On 2012-06-10, Hartmut Figge <[email protected]> wrote:
> Jochen Roderburg:
>
>>I have installed SM in /usr1/seamonkey210 and start with
>>/usr1/seamonkey210/seamonkey
>>
>>XPCOMGlueLoad error for file /usr1/seamonkey210/libxpcom.so:
>>libxul.so: cannot open shared object file: No such file or directory
>>Couldn't load XPCOM.
>
> Normally extracting the .tar.bz2 in /usr1/seamonkey210 would create the
> subdirectory seamonkey with the content of the .tar.bz2 and SM would be
> started with /usr1/seamonkey210/seamonkey/seamonkey.
>
> But it is possible to avoid this subdirectory.
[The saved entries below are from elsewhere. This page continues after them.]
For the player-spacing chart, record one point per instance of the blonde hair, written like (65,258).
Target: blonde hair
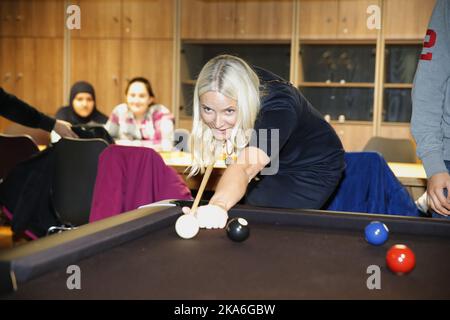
(234,78)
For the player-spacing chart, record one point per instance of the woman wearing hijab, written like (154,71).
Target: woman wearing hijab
(82,108)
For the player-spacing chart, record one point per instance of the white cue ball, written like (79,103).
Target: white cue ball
(187,226)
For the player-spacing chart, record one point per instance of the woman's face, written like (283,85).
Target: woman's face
(219,112)
(138,99)
(83,104)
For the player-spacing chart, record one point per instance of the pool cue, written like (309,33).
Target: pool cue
(202,188)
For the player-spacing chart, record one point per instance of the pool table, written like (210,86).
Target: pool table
(290,254)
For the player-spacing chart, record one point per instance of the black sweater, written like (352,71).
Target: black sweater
(18,111)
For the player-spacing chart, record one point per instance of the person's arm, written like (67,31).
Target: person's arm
(428,97)
(233,184)
(112,125)
(18,111)
(167,132)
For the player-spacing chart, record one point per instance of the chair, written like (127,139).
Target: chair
(393,150)
(74,179)
(130,177)
(181,139)
(40,137)
(368,185)
(15,149)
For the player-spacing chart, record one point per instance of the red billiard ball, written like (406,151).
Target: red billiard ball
(400,259)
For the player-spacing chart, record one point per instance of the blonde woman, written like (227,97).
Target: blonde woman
(141,121)
(286,155)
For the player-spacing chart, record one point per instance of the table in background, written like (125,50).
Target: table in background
(411,175)
(291,254)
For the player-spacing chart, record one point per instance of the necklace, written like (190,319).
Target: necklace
(230,155)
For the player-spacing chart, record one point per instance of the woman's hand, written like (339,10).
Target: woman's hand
(210,216)
(437,200)
(64,129)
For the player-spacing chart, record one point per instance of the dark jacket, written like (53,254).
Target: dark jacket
(18,111)
(26,193)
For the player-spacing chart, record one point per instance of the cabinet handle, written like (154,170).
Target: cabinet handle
(7,76)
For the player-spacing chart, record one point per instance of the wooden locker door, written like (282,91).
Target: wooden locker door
(148,19)
(414,22)
(8,64)
(39,77)
(98,62)
(48,77)
(354,136)
(353,17)
(208,19)
(151,59)
(7,18)
(99,19)
(25,70)
(47,18)
(269,20)
(318,19)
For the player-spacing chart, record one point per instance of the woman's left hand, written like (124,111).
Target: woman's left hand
(210,216)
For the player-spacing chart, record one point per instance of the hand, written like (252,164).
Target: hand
(435,189)
(63,128)
(210,216)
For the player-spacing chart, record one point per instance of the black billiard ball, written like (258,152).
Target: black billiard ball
(237,229)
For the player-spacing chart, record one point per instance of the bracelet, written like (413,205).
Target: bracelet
(220,205)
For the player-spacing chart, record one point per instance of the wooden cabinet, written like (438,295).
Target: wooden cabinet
(7,64)
(318,19)
(415,15)
(151,59)
(264,19)
(99,19)
(335,19)
(354,136)
(241,19)
(28,18)
(202,19)
(30,73)
(353,17)
(148,19)
(98,61)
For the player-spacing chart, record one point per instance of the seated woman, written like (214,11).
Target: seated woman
(286,154)
(82,109)
(141,121)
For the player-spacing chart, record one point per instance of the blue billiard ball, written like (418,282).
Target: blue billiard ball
(238,229)
(377,233)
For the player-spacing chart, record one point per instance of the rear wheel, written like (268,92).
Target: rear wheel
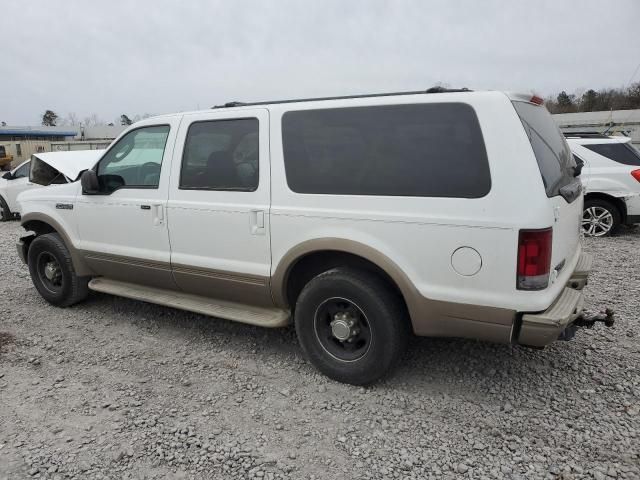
(52,271)
(351,325)
(600,218)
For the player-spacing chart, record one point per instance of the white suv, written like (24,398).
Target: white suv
(362,219)
(611,179)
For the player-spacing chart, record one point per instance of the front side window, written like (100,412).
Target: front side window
(23,171)
(135,161)
(618,152)
(221,155)
(423,150)
(44,174)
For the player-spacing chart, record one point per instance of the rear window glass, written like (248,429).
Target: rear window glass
(551,150)
(44,174)
(426,150)
(618,152)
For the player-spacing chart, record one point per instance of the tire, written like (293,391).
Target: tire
(366,311)
(600,218)
(5,213)
(52,271)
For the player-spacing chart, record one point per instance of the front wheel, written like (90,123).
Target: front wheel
(52,271)
(5,212)
(600,218)
(351,325)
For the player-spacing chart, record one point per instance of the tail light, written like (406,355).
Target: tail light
(534,259)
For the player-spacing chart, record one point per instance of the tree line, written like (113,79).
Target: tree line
(595,100)
(590,100)
(52,119)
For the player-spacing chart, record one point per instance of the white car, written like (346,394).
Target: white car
(48,168)
(361,219)
(611,179)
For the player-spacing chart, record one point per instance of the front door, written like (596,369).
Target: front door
(218,210)
(123,230)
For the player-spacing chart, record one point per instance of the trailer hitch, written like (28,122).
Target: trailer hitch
(587,320)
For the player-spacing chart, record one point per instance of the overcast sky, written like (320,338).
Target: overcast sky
(114,57)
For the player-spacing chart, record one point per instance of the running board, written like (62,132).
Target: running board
(262,317)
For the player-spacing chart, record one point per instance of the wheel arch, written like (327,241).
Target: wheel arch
(616,201)
(313,257)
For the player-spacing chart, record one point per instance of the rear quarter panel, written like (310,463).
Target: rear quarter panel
(420,234)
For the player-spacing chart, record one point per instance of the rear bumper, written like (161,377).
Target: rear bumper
(540,329)
(633,208)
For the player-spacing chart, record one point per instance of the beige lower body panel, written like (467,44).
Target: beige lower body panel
(131,270)
(263,317)
(447,319)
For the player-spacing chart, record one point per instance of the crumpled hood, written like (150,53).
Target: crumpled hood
(71,163)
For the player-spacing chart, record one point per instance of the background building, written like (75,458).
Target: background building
(21,142)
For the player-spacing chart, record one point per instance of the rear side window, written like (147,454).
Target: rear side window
(618,152)
(23,171)
(221,155)
(426,150)
(552,152)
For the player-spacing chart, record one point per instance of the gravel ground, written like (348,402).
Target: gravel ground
(113,388)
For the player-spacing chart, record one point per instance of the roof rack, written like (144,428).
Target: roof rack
(585,134)
(345,97)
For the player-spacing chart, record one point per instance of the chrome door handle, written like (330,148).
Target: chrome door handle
(257,222)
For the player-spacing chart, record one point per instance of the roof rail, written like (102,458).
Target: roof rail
(585,134)
(345,97)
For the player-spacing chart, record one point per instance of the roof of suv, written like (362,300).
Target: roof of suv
(594,139)
(514,96)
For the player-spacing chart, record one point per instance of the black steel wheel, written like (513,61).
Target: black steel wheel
(351,325)
(52,272)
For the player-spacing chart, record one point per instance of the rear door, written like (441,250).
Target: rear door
(218,209)
(557,168)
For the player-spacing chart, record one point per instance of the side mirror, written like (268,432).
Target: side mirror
(89,182)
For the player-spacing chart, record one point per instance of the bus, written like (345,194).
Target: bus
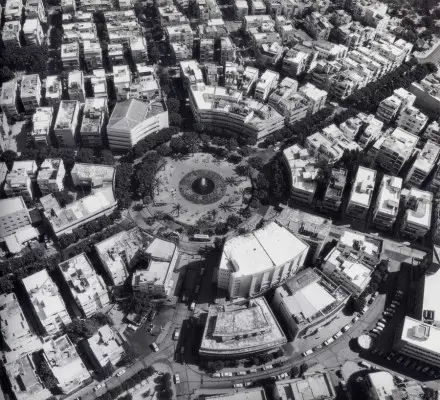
(198,237)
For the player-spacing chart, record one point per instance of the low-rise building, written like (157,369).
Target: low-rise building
(13,216)
(310,386)
(241,330)
(133,120)
(63,220)
(65,127)
(255,262)
(388,200)
(412,120)
(51,175)
(93,176)
(119,252)
(48,305)
(86,287)
(423,165)
(94,118)
(41,126)
(65,363)
(155,278)
(417,218)
(105,347)
(302,172)
(361,193)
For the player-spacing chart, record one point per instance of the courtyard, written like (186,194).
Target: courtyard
(199,187)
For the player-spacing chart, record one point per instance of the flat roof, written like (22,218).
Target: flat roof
(263,249)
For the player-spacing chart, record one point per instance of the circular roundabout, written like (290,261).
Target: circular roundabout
(202,186)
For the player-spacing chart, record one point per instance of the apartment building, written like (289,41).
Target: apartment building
(87,288)
(105,347)
(225,109)
(119,252)
(41,126)
(333,194)
(182,34)
(392,152)
(13,216)
(33,32)
(53,90)
(66,365)
(388,200)
(48,305)
(133,120)
(423,165)
(9,98)
(51,175)
(155,280)
(266,84)
(63,220)
(316,97)
(361,193)
(66,123)
(417,218)
(302,171)
(255,262)
(70,55)
(94,118)
(30,92)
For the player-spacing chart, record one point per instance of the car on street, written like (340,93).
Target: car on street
(100,386)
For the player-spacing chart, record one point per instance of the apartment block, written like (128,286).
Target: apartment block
(51,176)
(361,194)
(133,120)
(66,123)
(70,55)
(333,194)
(417,218)
(388,200)
(41,126)
(94,119)
(303,172)
(423,165)
(13,216)
(30,92)
(87,288)
(267,82)
(9,98)
(48,305)
(395,150)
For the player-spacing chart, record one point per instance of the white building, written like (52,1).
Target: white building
(86,286)
(388,200)
(13,216)
(51,175)
(133,120)
(65,127)
(48,305)
(65,363)
(42,125)
(255,262)
(155,279)
(417,219)
(423,165)
(361,193)
(266,84)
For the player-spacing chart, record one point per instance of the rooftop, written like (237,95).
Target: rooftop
(261,250)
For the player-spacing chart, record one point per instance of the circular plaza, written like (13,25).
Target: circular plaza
(199,187)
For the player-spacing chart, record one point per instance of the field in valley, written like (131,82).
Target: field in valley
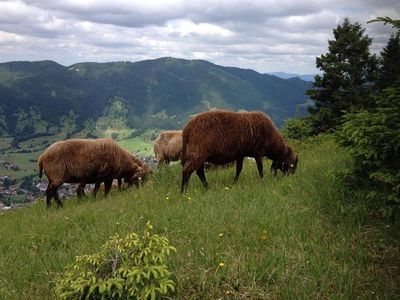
(297,237)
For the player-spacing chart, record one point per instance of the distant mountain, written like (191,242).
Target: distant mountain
(44,97)
(283,75)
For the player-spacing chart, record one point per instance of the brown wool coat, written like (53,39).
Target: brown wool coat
(168,146)
(220,137)
(85,161)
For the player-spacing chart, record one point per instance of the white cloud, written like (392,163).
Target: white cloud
(266,35)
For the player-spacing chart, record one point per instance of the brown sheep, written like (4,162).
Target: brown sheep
(221,137)
(168,146)
(144,171)
(85,161)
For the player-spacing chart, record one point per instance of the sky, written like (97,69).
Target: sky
(264,35)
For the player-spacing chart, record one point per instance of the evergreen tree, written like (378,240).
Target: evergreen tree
(389,71)
(349,71)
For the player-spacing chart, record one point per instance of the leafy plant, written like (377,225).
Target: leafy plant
(297,129)
(348,71)
(373,138)
(130,267)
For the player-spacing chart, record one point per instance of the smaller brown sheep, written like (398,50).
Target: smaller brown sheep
(85,161)
(221,137)
(168,146)
(144,171)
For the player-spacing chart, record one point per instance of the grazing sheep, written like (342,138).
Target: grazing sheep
(86,161)
(144,171)
(221,137)
(168,146)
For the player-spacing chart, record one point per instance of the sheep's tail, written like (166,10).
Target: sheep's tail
(40,167)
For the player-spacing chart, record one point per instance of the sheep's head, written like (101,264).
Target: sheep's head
(135,177)
(287,165)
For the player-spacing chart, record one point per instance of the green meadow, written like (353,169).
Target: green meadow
(297,237)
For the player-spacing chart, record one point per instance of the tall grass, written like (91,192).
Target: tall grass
(294,237)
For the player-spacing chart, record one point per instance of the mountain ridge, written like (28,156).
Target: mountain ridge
(159,93)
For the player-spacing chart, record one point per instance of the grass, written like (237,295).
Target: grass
(27,161)
(138,145)
(294,237)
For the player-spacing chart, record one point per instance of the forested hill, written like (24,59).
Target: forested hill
(45,97)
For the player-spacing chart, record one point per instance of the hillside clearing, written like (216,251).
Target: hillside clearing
(281,238)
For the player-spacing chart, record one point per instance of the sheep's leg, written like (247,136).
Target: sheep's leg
(160,161)
(96,189)
(107,186)
(239,167)
(188,168)
(119,183)
(80,190)
(202,176)
(59,202)
(49,194)
(274,168)
(260,166)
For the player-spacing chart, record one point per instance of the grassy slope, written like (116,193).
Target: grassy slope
(285,238)
(27,161)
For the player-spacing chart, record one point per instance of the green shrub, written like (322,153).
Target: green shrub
(373,138)
(297,129)
(130,267)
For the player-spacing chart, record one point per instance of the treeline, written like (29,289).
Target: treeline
(357,97)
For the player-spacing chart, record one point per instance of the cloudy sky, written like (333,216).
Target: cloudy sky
(265,35)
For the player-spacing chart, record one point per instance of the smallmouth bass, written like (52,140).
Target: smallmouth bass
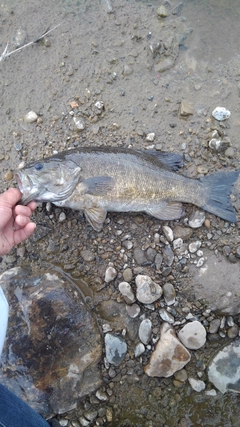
(101,179)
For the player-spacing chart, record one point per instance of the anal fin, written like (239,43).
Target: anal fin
(96,217)
(166,210)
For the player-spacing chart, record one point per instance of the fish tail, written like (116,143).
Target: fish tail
(218,188)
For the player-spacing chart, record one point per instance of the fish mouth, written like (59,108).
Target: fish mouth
(25,187)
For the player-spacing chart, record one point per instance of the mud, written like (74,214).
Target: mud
(99,56)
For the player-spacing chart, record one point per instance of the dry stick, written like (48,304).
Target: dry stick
(5,53)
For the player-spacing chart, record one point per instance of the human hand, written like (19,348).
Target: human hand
(15,224)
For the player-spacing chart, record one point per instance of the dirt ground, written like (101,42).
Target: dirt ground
(114,58)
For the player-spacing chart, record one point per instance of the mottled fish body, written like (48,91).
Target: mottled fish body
(97,180)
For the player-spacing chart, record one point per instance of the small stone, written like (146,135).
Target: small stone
(194,246)
(133,310)
(230,153)
(127,70)
(168,356)
(127,292)
(169,293)
(168,233)
(214,326)
(221,113)
(127,275)
(147,290)
(150,137)
(197,385)
(197,219)
(165,316)
(186,109)
(79,123)
(110,274)
(162,12)
(193,335)
(145,331)
(139,256)
(62,217)
(31,117)
(139,350)
(116,349)
(87,255)
(8,176)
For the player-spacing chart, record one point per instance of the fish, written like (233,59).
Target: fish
(97,180)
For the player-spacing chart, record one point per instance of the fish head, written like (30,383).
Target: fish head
(46,180)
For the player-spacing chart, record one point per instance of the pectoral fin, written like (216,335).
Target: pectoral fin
(166,210)
(96,217)
(98,185)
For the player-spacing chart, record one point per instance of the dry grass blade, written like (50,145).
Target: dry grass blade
(5,53)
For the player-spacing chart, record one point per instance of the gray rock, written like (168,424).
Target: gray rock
(139,256)
(133,310)
(165,316)
(169,293)
(221,113)
(87,255)
(197,385)
(139,350)
(147,290)
(127,292)
(169,355)
(168,233)
(57,344)
(168,255)
(224,369)
(214,326)
(116,348)
(110,274)
(193,335)
(197,219)
(145,331)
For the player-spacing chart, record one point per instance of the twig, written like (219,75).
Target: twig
(5,53)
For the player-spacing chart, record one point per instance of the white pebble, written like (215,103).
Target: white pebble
(31,117)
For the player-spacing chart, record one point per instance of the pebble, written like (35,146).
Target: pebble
(8,176)
(150,137)
(193,335)
(79,123)
(214,326)
(162,11)
(194,246)
(186,109)
(197,385)
(168,255)
(182,232)
(110,274)
(197,219)
(169,293)
(147,290)
(145,331)
(221,113)
(87,255)
(133,310)
(139,349)
(62,217)
(165,316)
(168,233)
(31,117)
(139,256)
(127,275)
(168,356)
(116,349)
(127,292)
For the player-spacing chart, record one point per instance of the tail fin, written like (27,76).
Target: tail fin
(218,187)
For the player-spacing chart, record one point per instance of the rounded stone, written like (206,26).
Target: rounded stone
(193,335)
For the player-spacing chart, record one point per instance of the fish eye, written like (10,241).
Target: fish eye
(38,166)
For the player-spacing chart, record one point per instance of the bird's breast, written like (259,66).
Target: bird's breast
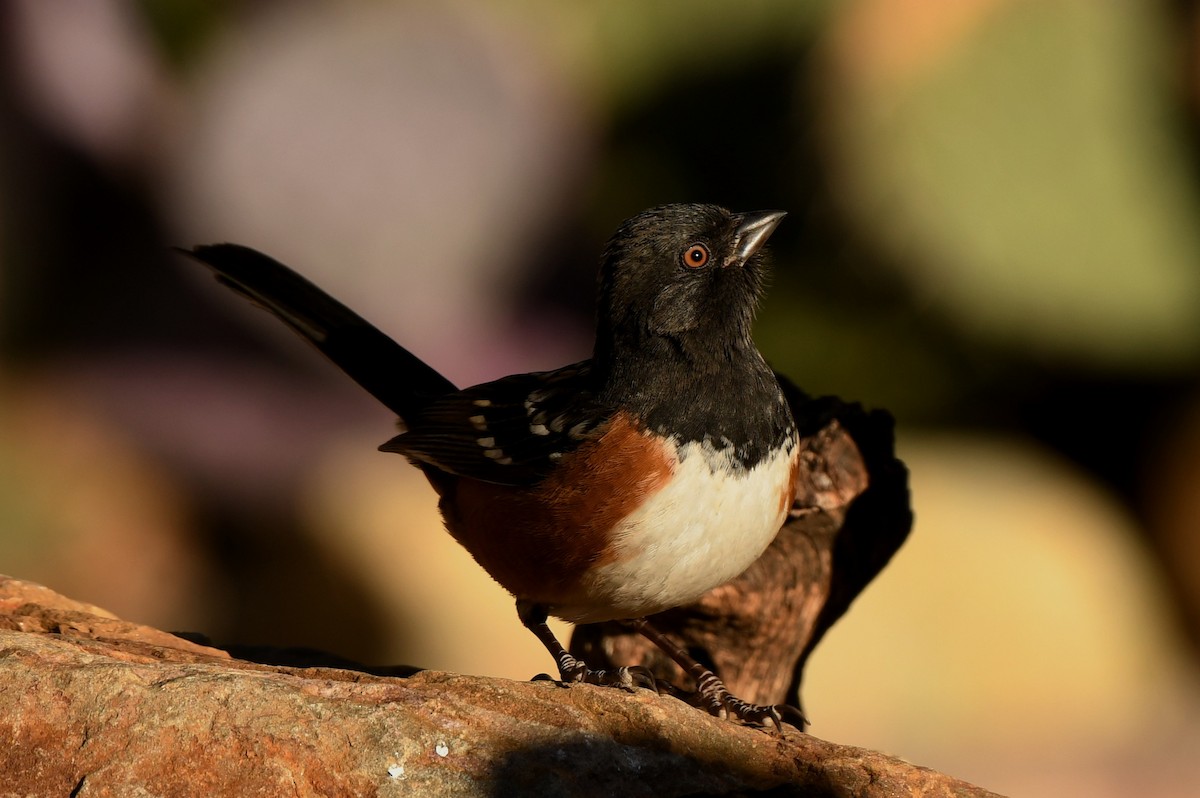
(707,525)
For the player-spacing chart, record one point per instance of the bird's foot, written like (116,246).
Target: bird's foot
(713,696)
(574,670)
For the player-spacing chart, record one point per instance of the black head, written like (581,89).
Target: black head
(683,277)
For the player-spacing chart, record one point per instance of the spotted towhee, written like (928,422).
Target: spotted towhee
(615,487)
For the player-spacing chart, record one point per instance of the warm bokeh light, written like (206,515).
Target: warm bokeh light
(991,233)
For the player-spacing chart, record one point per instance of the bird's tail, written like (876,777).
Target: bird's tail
(391,373)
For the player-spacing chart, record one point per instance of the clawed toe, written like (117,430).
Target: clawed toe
(713,696)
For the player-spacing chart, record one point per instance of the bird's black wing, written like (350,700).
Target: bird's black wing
(511,431)
(391,373)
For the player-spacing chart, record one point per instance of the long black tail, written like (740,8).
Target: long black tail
(391,373)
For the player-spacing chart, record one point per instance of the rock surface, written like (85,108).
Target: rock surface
(94,706)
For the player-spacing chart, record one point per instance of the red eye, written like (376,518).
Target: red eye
(695,256)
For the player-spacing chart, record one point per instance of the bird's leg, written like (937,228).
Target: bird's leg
(714,696)
(573,669)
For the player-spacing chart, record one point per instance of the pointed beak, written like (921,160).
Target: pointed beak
(753,233)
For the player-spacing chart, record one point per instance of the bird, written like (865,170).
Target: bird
(610,489)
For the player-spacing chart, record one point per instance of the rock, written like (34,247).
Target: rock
(94,706)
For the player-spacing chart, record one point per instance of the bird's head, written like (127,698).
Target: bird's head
(687,277)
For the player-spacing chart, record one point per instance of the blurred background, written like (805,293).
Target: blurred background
(993,233)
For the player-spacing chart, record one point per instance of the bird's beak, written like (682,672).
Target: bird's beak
(753,233)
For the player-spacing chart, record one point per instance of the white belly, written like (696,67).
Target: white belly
(706,527)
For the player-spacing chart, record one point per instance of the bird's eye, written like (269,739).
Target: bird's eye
(695,256)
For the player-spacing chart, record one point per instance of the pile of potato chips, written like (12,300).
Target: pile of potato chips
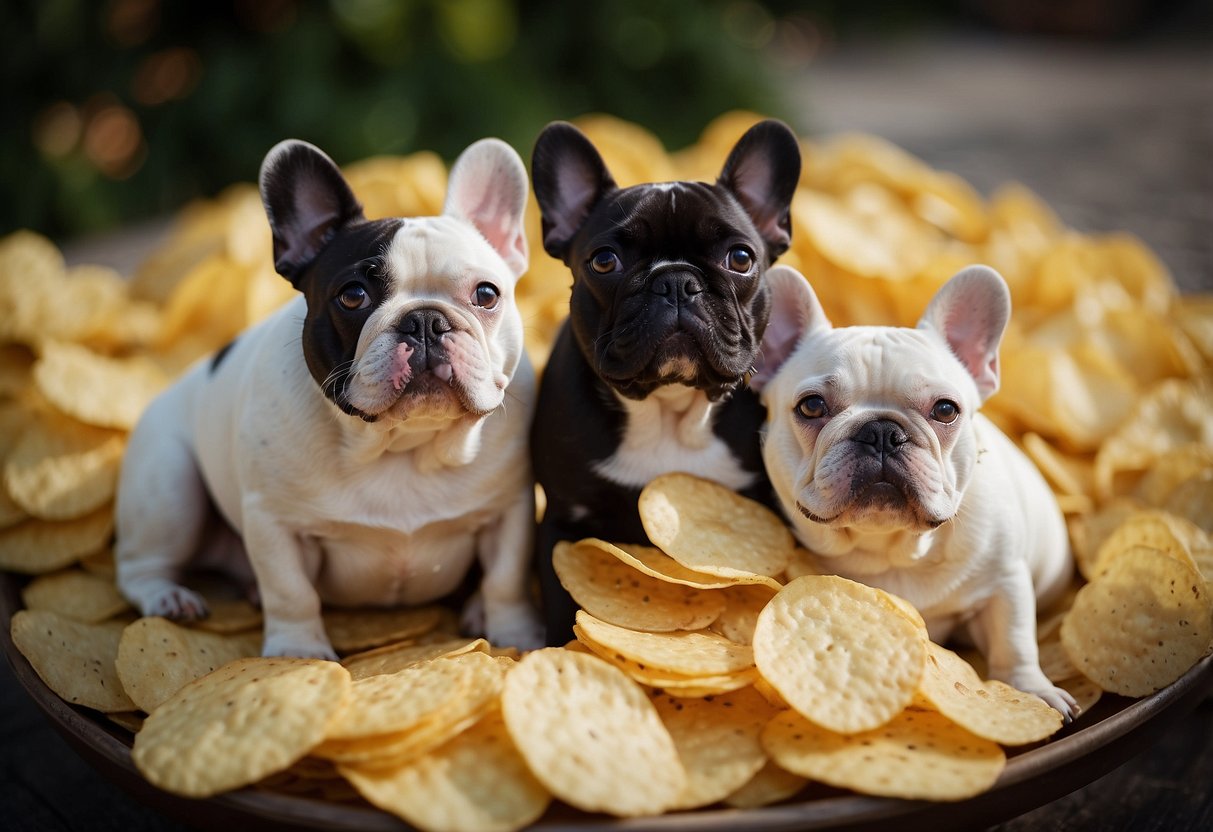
(708,668)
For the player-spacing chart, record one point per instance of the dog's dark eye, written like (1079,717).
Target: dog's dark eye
(812,406)
(604,261)
(945,411)
(353,296)
(740,260)
(485,296)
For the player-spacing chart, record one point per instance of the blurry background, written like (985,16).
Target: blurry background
(123,109)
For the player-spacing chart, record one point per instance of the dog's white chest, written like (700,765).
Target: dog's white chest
(672,431)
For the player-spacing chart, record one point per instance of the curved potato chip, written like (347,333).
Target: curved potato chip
(96,389)
(688,653)
(591,735)
(990,710)
(917,756)
(840,653)
(610,590)
(239,724)
(707,528)
(1139,625)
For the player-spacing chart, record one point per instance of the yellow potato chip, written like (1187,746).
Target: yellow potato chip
(769,785)
(840,653)
(43,546)
(393,657)
(482,678)
(75,594)
(477,782)
(918,756)
(717,741)
(610,590)
(352,630)
(1139,625)
(74,659)
(707,528)
(990,710)
(61,469)
(96,389)
(591,735)
(741,608)
(237,725)
(658,564)
(688,653)
(158,657)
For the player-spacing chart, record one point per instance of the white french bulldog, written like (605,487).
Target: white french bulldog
(892,477)
(369,439)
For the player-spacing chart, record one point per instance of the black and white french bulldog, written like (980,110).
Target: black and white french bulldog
(368,440)
(665,322)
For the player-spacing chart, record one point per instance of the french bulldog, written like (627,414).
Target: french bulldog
(665,320)
(890,476)
(366,442)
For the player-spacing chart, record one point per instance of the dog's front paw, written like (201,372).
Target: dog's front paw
(1055,697)
(299,643)
(176,603)
(513,626)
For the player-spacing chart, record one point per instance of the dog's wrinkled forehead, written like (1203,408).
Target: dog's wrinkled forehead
(672,216)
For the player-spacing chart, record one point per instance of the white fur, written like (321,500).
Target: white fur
(334,509)
(671,429)
(1001,548)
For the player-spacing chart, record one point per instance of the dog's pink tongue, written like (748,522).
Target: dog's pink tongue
(402,372)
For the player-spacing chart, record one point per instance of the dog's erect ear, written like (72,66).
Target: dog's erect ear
(795,311)
(762,172)
(971,312)
(307,200)
(569,178)
(488,188)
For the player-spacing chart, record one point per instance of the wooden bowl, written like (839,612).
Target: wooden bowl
(1116,729)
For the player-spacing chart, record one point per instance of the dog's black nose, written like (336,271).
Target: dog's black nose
(423,325)
(676,286)
(881,437)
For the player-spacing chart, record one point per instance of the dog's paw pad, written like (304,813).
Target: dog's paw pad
(178,604)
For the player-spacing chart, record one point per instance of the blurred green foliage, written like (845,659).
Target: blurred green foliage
(124,109)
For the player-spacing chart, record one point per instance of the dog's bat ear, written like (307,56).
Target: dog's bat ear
(488,188)
(762,171)
(307,201)
(971,313)
(795,311)
(570,177)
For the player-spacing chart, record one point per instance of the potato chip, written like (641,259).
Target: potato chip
(917,756)
(1139,625)
(707,528)
(482,678)
(43,546)
(61,469)
(769,785)
(75,594)
(610,590)
(477,782)
(590,734)
(658,564)
(393,657)
(741,608)
(106,392)
(158,657)
(840,653)
(1194,500)
(991,710)
(74,659)
(359,630)
(239,724)
(689,653)
(717,741)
I have now created
> /usr1/seamonkey210 and copied the content of my existing installation of
r> SM 2.10 from ~/seam/release/2.10/seamonkey to /usr1/seamonkey210.
>
> Calling SM from an xterm gives
>
> hafi@i5_64 ~ $ /usr1/seamonkey210/seamonkey
> Document http://www.heise.de/newsticker/ loaded successfully
> NOTE: child process received `Goodbye', closing down
>
> SM has started normally. Then i loaded heise und then quit SM with ^q. I
> could see no problems. What do you get when issuing this command?
>

Perhaps you have the problematic Mozilla libraries (also) somewhere in your
standard library load path.  I don't, I have them only in the various
Mozilla product directories.

The old Mozilla startup scripts used to define all sorts of Library-Path
environment variables pointing to the install directory, so the problem had
not much chance to come up then.

The scripts had OTOH another small glitch which I have patched for long
times here.  They silently assumed that the final program directory had the
same name as the program:  When the product was installed in somepath/somedir
they tried to load the actiual program binary under the name
somepath/somedir/somedir-bin.

So I was not unhappy that they (starting with FF a while ago and now with
TB/SM) got rid of these scripts, but something seems to be not correct in the 
actual implementation of the new startup programs in TB and SM.

It is, btw, not so that the install directory is not used at all for
the loading of dynamic libraries. Strace shows that a number of them are
loaded correctly, only a few produce errors.